Neurological complications of COVID-19 are common – even in moderate cases of the disease

COVID-19 can lead to a wide range of neurological complications, including stroke, seizures, movement disorders, inflammatory diseases and more, even in moderate cases, according to a new study published in the online December 9, 2020 issue. Neurology® Clinical Practice, an official journal of the American Academy of Neurology.

“We looked at people with neurological symptoms and COVID in a racially and socioeconomically diverse hospital and found that there are a wide range of neurological complications – including inflammatory complications, stroke and other vascular conditions, metabolic problems, exacerbation of underlying include neurological conditions and more, “the study said. author Pria Anand, MD of Boston University School of Medicine in Massachusetts and a member of the American Academy of Neurology. “Yet the majority of these people did not need critical care, suggesting that neurological complications may be common in people with moderate COVID-19 as well as in people with serious illnesses.”

The study involved 74 people who tested positive for COVID-19 between April 15 and July 1, 2020 and who were evaluated for various neurological conditions in a large hospital in Boston, Massachusetts. The average age was 64. A total of 47 people had a neurological disease in the past.

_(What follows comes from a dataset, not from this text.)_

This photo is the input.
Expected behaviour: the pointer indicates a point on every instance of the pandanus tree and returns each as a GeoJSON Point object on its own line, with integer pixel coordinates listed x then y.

At the time of hospitalization, 18 people had strokes, 15 had seizures and 26 people had some kind of brain dysfunction causing confusion and delirium. Seven people had movement disorders, including five people with myoclonus, which involved sudden, short twitches of the muscles. Three people had traumatic brain injuries due to falls in their homes after the development of COVID-19. One person had signs of developing autoimmune encephalitis, a rare, complicated disease where the body’s immune system attacks itself, but these symptoms improved after the person received corticosteroids.

Ten people died in hospital. The people who survived, on average, had moderate to severe disability at the time of leaving the hospital, compared with mild disability before their hospitalization. A total of 27 people were able to return home with or without home health services, 20 went to competent nursing homes, including 11 who previously lived at home, and nine went to acute rehabilitation centers, including eight who lived at home. . Three people were taken to long-term care for acute care and five people were admitted to hospital, either at home or as an inpatient.

“More research is needed to fully understand the extent of neurological complications associated with COVID-19 infection,” Anand said. ‘In addition, our study included a large percentage of people from subordinate racial and ethnic groups and we know that COVID-19 excessively affects these populations, but our study did not include enough people and enough people affected by each neurological condition to any relationships between factors such as race and ethnicity, access to health care and housing and the neurological outcomes of people. We plan to conduct additional studies to determine what factors may influence people for neurological complications or to protect them against these complications, with the aim of using the results to identify people at greatest risk and to seek prevention methods. ”

A limitation of the study was that some people with neurological complications were not evaluated by neurology or neurocritical care, and therefore were not included in the analysis. This could include people with mild neurological symptoms, as well as critically ill patients who have received a limited neurological examination.

Reference: December 9, 2020, Neurological clinical practice.

The study was supported by the Grinspoon Junior Faculty Research Grant.